Suddenly, Last Summer
April 20, 2025. 6:50 am
It has been far too long since I've written anything down in my notebook. It was a hard winter. Frank went into heart failure in November, an unfortunate co-morbidity of his particular cancer. After many appointments and overnight stays in the cold and windy city throughout January and February, he had an aortic valve replacement in March. The medical care was exceptional and he recovered well. But it has taken a toll on him. He is smaller, frailer. But his determination to live has only increased. He walks 15 minutes every day, rain or shine. He stacks wood until he feels the all-too-familiar, slight nagging pain in his back. Sometimes it takes an hour for this pain to emerge; sometimes half an hour. But he persists. He is a superhero.
So I begin another season with good intentions of writing each morning, pencil to paper. It is spring after all! But this morning, I struggle to make sense, to form any proper, cohesive thoughts. I am still tired from the winter. Random phrases drift up. I write them down before they are replaced by another:
Early morning in the greenhouse.
Everything is fresh and alive.
The scent of bee balm.
The first sip of morning coffee is always the best.
Frank snoring softly in the pre-dawn dark.

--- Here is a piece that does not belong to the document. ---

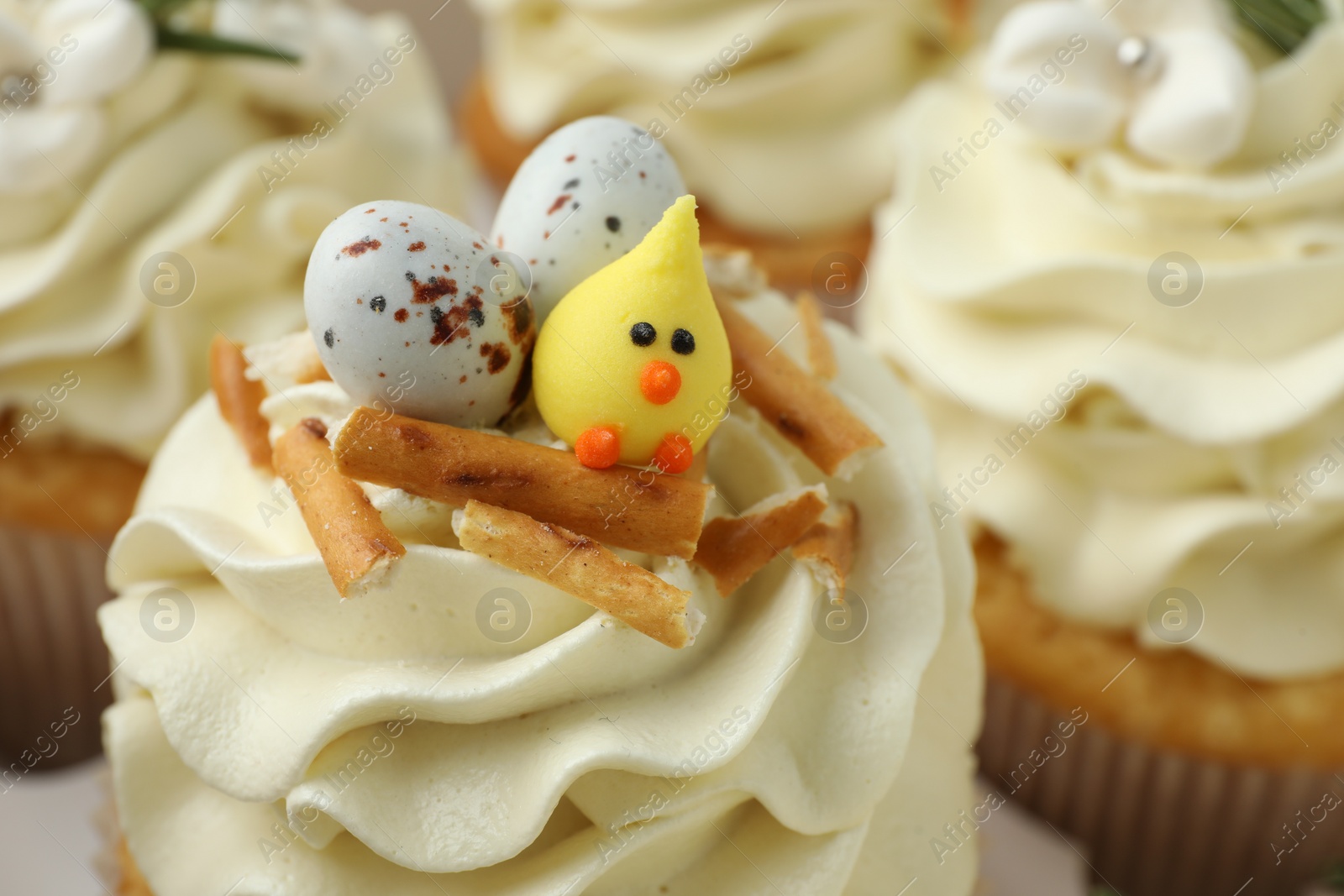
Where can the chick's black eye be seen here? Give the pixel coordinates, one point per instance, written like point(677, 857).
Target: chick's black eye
point(644, 333)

The quietness of the house.
The caw of the crows on the oak tree.
Small blue butterflies.
No cars on the road yet.
A single leaf falls.
I see trees from every window.
The first car drives by. It is red.
The scent of sandalwood soap on my skin,
The groundlessness of being.
A single blue jay screeches.
The fire crackles to life.
The whisper-thinness of birch sapling.
Avoid unnecessary complications.
Bees dance on the pulmonaria.
A quote from Tennessee Williams' one act play, Suddenly, Last Summer, jumps into my head. I only remember the first line, 'The world is violent and mercurial - it will have its way with you.' I know there is more, much, much more to this quote. I put my pencil down, close my eyes; inhale, exhale. I am back in Karen Brathwaite's English Literature class at the University of Toronto. 1985. 'We live in a perpetually burning building...' If only I had my textbooks. I reach for my phone, type in the first line, and, ah, there it is:
The world is violent and mercurial - it will have its way with you. We are saved only by love - love for each other and the love that we pour into the art we feel compelled to share; being a parent; being a writer; being a painter; being a friend. We live in a perpetually burning building and what must save us from it, all the time, is love.
Tennesse Williams
April 29, 2025, 7:30 a.m.
We've had overnight rain. The sky is heavy with clouds and the air feels damp, fresh, almost like Scotland. As I look out the kitchen window, a tiny warbler flies into the porch and perches on a bamboo stick that leans against the railing. I don't know my warblers well enough to guess what it is. Within a moment, it flies off again and my heart sings with gratefulness. Thank you for visiting me, I whisper.
I turn away from the window and put the kettle on for coffee. I was too tired to wash the supper dishes last night. I had spent 7 hours in the garden, shoveling mulch and soil and building a new garden at the side of the front door. My habit of over-doing it results in a sore body today and a possible strain to my sternocleidomastoid neck muscles. A headache forms at the back of my neck and moves upwards; I try to redirect my thoughts away from it. 'Secondary suffering' the Buddhists call it: the suffering that comes from suffering. So I let it be. Inhale, exhale.
Frank wakes. He walks over to me in the kitchen. Good morning, my darling, he says, wrapping his arms around me. He is warm from bed. His strong, East Coast accent makes me smile. Good mornin, ma darlin is really what he says. I think we need a fire this morning. It feels damp in here. He sits down on the old wooden milking stool that lives at the side of the woodstove. He opens the heavy wrought iron door and begins to build his fire with pine kindling and birch bark. He loves to make fires. He explains his technique to me. I've heard this many times over but I smile and listen, knowing that this whole process brings him joy. Cutting trees, splitting and stacking wood, finding birch bark for kindling. It's what he does, who he is.
He stops talking and looks over to me. Before they put me in the oven, would you wrap me in birch bark? I burst out laughing at the absurdity of this. But it also makes some sort of crazy sense. Of course a woodsman would be wrapped in birch bark before being cremated! He is not afraid to joke about his death. He's been doing it right from the start. It makes some people deeply uncomfortable but I understand his need for this. It's his way of saying goodbye to his dreams, to his physical capacity, to his relationships. It's his way of honouring all that is important to him while remaining light-hearted with his irreverent, almost slap-stick humour. But I'm also learning that it's his way of helping me say goodbye as he prepares to leave his body. He has lived a good life, a very good life, even through all the hardship and grief. He wants to die a good death. He wants to remain true to himself to the end and he will.
I bring over two mugs of steaming, hot coffee and we sit together as the fire crackles and sparks to life. The house is bathed in warm light and the sun begins to peek through the forest. The day begins again.